There is a gap in the literature comparing communication during handover between military and NHS emergency care settings.

Objectives:

This study aimed to explore differences in handover communication in the NHS and the military, and to understand how paramedics manage the transition between settings.

Design:

This was a qualitative study for which 13 paramedics were interviewed. It focused on handover communication in NHS emergency care settings and Camp Bastion Hospital, Afghanistan.

Methods:

Interviews were conducted with regular and reservist paramedics serving in the Royal Air Force who had undertaken a deployment with the Medical Emergency Response Team. Semi-structured interviews were recorded, transcribed, coded and subjected to a thematic analysis.

Results:

Three principal themes were identified: differences between handover communication; standardisation; and the challenge of transition.

Conclusion:

Participants were most concerned about standardisation. Transition theory and resilience may account for the difficulties encountered when transitioning between different care settings.

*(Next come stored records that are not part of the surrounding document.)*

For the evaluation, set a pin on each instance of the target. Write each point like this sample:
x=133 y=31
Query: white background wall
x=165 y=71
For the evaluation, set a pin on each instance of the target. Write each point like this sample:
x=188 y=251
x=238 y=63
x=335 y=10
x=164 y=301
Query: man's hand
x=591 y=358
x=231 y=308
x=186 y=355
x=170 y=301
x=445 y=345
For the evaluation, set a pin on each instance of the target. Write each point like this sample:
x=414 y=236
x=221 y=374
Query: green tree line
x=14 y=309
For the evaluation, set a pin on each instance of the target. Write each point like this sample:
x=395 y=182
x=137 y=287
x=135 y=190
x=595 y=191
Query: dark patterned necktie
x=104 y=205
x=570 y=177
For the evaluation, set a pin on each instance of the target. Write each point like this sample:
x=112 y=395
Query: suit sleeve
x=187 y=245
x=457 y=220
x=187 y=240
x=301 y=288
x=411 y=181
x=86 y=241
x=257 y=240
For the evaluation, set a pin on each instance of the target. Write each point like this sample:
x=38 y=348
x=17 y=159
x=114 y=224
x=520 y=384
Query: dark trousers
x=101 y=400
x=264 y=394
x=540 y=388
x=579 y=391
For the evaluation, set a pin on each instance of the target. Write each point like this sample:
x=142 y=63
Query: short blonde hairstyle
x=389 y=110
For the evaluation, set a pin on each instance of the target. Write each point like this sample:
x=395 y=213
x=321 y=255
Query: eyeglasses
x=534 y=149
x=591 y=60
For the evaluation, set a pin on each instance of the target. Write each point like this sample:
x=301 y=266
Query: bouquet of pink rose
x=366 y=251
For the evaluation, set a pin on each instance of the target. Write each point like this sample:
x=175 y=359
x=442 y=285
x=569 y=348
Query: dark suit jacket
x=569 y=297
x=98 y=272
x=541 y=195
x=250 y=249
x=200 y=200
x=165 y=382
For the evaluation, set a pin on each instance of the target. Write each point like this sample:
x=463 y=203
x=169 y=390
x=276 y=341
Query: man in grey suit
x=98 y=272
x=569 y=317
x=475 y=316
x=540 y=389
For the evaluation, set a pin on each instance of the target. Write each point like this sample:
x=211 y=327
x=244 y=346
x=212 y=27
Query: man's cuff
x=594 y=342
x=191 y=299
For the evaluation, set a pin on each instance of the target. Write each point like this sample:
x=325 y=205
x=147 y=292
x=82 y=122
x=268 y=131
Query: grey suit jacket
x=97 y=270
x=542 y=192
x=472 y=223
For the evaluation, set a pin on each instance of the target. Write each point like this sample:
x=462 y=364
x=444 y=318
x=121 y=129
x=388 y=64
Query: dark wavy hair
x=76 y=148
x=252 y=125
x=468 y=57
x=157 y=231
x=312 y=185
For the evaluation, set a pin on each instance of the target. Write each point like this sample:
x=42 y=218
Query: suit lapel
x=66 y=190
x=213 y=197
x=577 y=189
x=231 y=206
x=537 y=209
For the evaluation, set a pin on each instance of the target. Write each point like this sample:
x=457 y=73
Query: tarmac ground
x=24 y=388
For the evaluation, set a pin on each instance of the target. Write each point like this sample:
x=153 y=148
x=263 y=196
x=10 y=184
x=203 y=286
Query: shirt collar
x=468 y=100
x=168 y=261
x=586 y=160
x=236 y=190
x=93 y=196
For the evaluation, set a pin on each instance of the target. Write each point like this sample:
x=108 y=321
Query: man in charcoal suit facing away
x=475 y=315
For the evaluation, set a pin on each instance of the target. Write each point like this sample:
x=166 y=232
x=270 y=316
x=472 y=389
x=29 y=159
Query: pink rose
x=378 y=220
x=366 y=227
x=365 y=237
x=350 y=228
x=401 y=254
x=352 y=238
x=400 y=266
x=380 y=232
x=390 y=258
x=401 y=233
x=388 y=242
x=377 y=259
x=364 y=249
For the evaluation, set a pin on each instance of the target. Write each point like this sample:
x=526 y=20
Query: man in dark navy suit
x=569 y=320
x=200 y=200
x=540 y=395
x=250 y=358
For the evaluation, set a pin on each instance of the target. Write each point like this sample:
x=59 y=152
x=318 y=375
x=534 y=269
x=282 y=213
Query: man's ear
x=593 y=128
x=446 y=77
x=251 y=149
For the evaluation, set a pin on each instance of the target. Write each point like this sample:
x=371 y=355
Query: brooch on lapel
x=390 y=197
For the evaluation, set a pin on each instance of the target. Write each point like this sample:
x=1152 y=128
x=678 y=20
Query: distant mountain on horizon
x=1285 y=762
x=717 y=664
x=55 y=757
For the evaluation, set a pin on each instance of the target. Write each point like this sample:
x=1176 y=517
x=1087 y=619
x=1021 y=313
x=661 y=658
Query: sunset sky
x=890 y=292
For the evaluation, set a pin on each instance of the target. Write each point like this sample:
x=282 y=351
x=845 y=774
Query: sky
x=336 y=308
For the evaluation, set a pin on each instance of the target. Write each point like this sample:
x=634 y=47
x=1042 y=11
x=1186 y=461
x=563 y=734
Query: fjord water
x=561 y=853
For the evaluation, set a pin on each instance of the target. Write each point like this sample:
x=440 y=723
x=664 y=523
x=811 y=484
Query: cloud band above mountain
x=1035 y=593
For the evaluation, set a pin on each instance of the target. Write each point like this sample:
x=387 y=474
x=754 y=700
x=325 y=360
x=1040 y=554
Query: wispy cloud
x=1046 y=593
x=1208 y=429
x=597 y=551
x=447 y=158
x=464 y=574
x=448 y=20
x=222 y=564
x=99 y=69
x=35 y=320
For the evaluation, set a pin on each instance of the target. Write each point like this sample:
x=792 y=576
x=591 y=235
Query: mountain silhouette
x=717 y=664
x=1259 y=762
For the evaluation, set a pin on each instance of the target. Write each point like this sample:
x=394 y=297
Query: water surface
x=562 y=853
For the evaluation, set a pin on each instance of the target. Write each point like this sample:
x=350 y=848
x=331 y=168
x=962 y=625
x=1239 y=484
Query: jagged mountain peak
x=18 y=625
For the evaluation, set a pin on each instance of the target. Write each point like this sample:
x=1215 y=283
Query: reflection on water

The aim of this study was to explore differences in handover communication between NHS and UK military emergency care settings, and understand how paramedics manage the transition between them. There is a growing body of international literature on handover communication between paramedics and hospital receiving staff, but little is known about handover communication in the UK military (Slope et al, 2019).

Handover communication in the UK military was governed by Clinical Guidelines for Operations: Joint Doctrine Publication (CGO) 999 published by the Ministry of Defence (MoD) in 2013. This publication mandated the use of the MIST (mechanism of injury, injuries or illness, signs and treatment, adult or child, time), which is often referred to as ATMIST to include patient age and time of incident (MoD, 2013: 41), as well as assigned trauma team roles.

Military practices evolved in response to the conflict in Afghanistan, when UK forces were in command of the hospital at Camp Bastion until they withdrew in 2013. Paramedics deployed to Camp Bastion as part of the Medical Emergency Response Team (MERT) and handed patients over to receiving staff at the emergency department (ED) at Camp Bastion Hospital (Thomas, 2014).